Even the period the layouts represent doesn't very that much. At present the 1950/60 transition is the favourite, presumably as it allows for diesel and steam to run beside each other. The liveries are nice green ones too. As younger (in a relative sense, not actually young) modellers join the fray, we move forward to the early rail blue period of the 1970's.

Obviously there are weirdos like me who want to model things well before living memory but we aren't that common. Wartime layouts are starting to prove popular too, mainly because you get to make up a load of Airfix tanks. Or at least you think you do until a little prototype research shows that it's the soft-skin vehicles that predominated.

But, how about a break from all this. Why not model a very specific time ?

At present, on my drive home I see lots of cars with little England flags stuck to them. This will happen for around 2 weeks until they are dumped unceremoniously out of the World Cup by the Germans. Or Argentinians. Or Lithuanian Plumbers 11. Whatever happens, these flags along with those decorating houses and pubs, mark a particular point in time.

Therefore, why not model it ? OK, building a lot of limp (the car's aren't moving remember) flags won't be that exciting but at least the bigger ones will be relatively easy. Who know, if I'm wrong and our boys triumph, what a great way to mark and remember the event. People viewing the finished model will get a warm glow of nostalgia and recall how they enjoyed the “campaign”.

It's not just the current cup that can have this treatment. I'm sure alongside the big hair and tight shorts of the 1970's players, there were equally obvious shows of patriotism. Maybe the giant screen TV's didn't exist but surely people did something ?
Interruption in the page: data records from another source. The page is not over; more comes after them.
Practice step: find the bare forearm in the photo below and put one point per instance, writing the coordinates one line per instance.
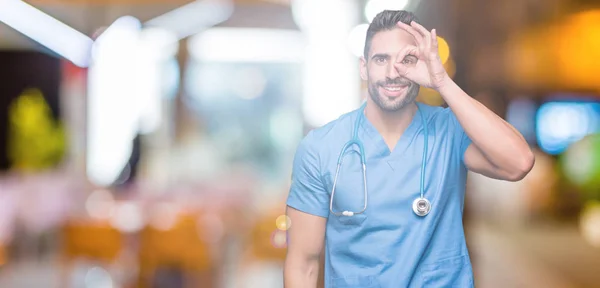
(498, 141)
(301, 273)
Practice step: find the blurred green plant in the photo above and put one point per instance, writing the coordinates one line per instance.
(581, 166)
(36, 141)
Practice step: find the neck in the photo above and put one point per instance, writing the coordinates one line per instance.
(390, 123)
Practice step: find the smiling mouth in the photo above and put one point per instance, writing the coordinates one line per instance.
(393, 88)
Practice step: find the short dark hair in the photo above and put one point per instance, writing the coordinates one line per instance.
(387, 20)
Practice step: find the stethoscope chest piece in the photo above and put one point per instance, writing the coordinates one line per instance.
(421, 206)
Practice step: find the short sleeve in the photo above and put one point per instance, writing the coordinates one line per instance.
(307, 192)
(462, 140)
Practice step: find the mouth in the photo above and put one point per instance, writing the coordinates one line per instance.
(393, 90)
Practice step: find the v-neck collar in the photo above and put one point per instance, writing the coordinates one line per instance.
(381, 148)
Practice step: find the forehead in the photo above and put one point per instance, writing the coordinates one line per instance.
(390, 41)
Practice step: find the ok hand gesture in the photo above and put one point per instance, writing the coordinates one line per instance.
(429, 70)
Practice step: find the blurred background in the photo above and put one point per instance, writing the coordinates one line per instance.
(148, 143)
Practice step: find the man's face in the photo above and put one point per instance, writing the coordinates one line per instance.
(389, 90)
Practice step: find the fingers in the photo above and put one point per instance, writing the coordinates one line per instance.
(426, 35)
(419, 38)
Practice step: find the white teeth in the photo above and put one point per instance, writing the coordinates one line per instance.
(392, 88)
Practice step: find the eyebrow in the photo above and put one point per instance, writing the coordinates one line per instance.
(380, 55)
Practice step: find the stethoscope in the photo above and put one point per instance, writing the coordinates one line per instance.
(421, 206)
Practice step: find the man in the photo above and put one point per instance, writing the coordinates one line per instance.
(391, 244)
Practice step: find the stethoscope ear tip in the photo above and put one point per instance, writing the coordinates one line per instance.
(421, 206)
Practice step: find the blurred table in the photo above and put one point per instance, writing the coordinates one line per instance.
(542, 255)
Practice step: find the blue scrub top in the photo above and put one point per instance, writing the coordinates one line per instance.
(388, 245)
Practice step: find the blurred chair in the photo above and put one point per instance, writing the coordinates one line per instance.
(181, 251)
(89, 240)
(266, 242)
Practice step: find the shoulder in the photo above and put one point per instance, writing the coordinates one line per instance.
(440, 117)
(326, 135)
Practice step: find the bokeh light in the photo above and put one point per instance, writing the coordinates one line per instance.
(560, 124)
(443, 49)
(581, 163)
(590, 223)
(100, 204)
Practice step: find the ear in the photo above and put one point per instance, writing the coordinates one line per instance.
(364, 74)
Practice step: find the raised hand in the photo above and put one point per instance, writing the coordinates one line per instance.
(428, 71)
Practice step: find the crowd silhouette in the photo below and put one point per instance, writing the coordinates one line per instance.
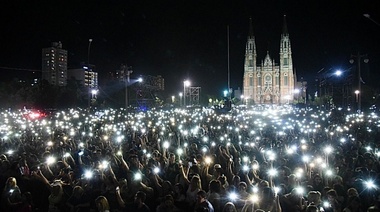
(262, 158)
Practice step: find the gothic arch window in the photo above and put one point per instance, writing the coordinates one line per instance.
(286, 79)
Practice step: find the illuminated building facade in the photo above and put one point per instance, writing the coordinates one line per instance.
(54, 64)
(269, 83)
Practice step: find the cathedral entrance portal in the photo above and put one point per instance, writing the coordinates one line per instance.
(268, 99)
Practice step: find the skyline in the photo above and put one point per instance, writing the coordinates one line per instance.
(188, 40)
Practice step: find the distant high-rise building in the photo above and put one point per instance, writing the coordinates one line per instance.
(54, 64)
(269, 83)
(86, 75)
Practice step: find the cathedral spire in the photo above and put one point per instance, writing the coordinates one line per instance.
(285, 27)
(250, 27)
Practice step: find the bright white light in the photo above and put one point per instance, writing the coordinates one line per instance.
(138, 176)
(166, 144)
(254, 198)
(88, 174)
(208, 160)
(272, 172)
(370, 184)
(233, 196)
(328, 149)
(156, 170)
(50, 160)
(300, 190)
(179, 151)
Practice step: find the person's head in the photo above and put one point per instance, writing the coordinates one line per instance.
(78, 191)
(229, 207)
(236, 180)
(312, 208)
(56, 189)
(201, 196)
(317, 179)
(167, 185)
(123, 183)
(242, 187)
(169, 200)
(314, 197)
(352, 192)
(214, 186)
(172, 158)
(196, 182)
(353, 202)
(331, 194)
(102, 203)
(178, 188)
(11, 182)
(140, 197)
(267, 194)
(223, 180)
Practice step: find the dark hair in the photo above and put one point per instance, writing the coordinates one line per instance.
(202, 193)
(141, 195)
(215, 186)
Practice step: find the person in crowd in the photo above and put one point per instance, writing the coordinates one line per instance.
(220, 154)
(202, 203)
(102, 204)
(11, 196)
(229, 207)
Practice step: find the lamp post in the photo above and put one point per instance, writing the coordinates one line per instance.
(186, 83)
(93, 94)
(180, 98)
(89, 67)
(357, 92)
(127, 72)
(359, 76)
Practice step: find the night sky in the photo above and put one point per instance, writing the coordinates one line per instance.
(188, 39)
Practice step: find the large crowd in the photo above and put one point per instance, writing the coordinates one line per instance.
(261, 158)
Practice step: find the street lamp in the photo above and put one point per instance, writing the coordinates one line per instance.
(357, 92)
(186, 83)
(180, 98)
(338, 73)
(359, 76)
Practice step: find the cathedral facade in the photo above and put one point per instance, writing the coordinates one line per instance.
(269, 82)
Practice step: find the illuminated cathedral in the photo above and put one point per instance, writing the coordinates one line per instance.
(268, 82)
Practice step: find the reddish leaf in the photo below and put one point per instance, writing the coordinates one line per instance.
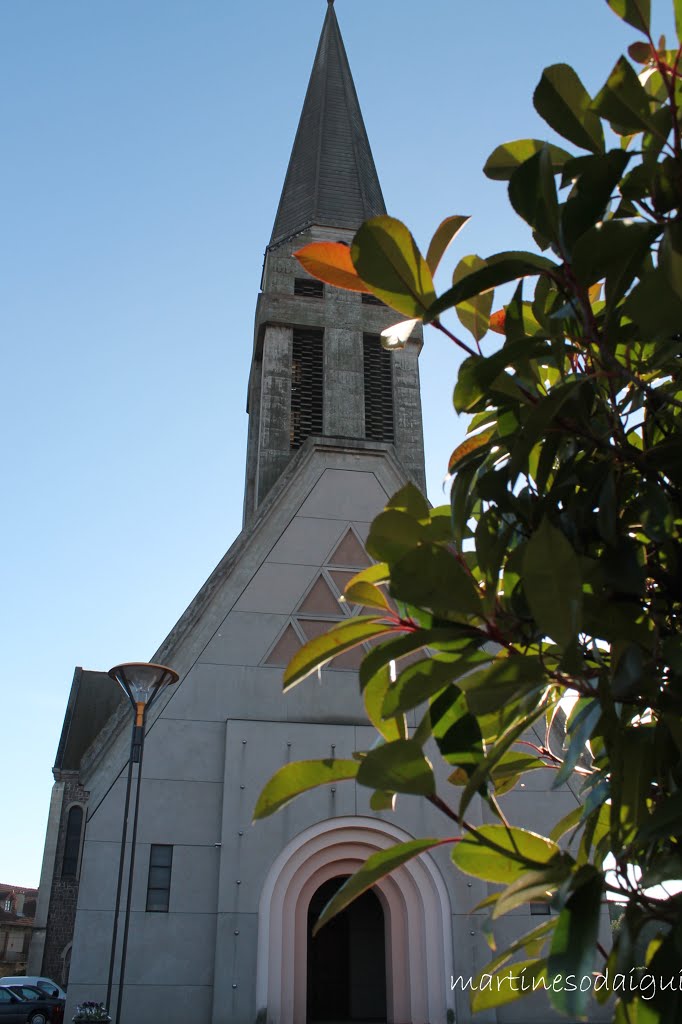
(330, 261)
(466, 448)
(497, 322)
If the beautiful game doesn't appeal, how about other major events ? What about a Coronation ? Or Silver Jubilee ? Both say streets full of bunting and shop windows specially decorated. Some towns produced special decorated trams for the occasion so I'd guess that the Parks & Gardens staff were busy at the same time. Royal Weddings generate plenty of decoration and doing this ties your model to a date in a way that's easy for non-enthusiasts to understand.

Looking bigger, Christmas layouts done properly are very uncommon. I don't mean raiding a cake decorating shop for plastic reindeer and spraying fake snow everywhere. I'm thinking about strings of unlit lights across roads and on the front of buildings. Notices and adverts mentioning festive stuff. Perhaps a Salvation Army band in the street and people trying to flog hats and mistletoe getting in peoples way. At the very least it's a good excuse to run some extra trains as passenger numbers are up. On top of this, the PW gangs will be getting ready to make use of the festive shut-down.

Of course this does introduce some interesting problems. Bunting, the traditional flags on a rope sort, won't be simple to make in 4mm scale requiring some dull time sticking little bits of paper to thread I suspect. The results should be pretty though. Those flags on cars could be made with a bit of wire and then some PVA to represent the furled material. Put a dot at the top and as it runs down I bet the shape won't be too far off. If you must have fluttery ones then take a look at the real thing - that material is going to be gossamer thin if it's scale. An etched flag (go on, someone make them) with a coat of paint is going to be chubby by comparison.

Whatever, this sort of thing ought to throw the dingy browns and greys of our models into sharp relief – a bit like real life really.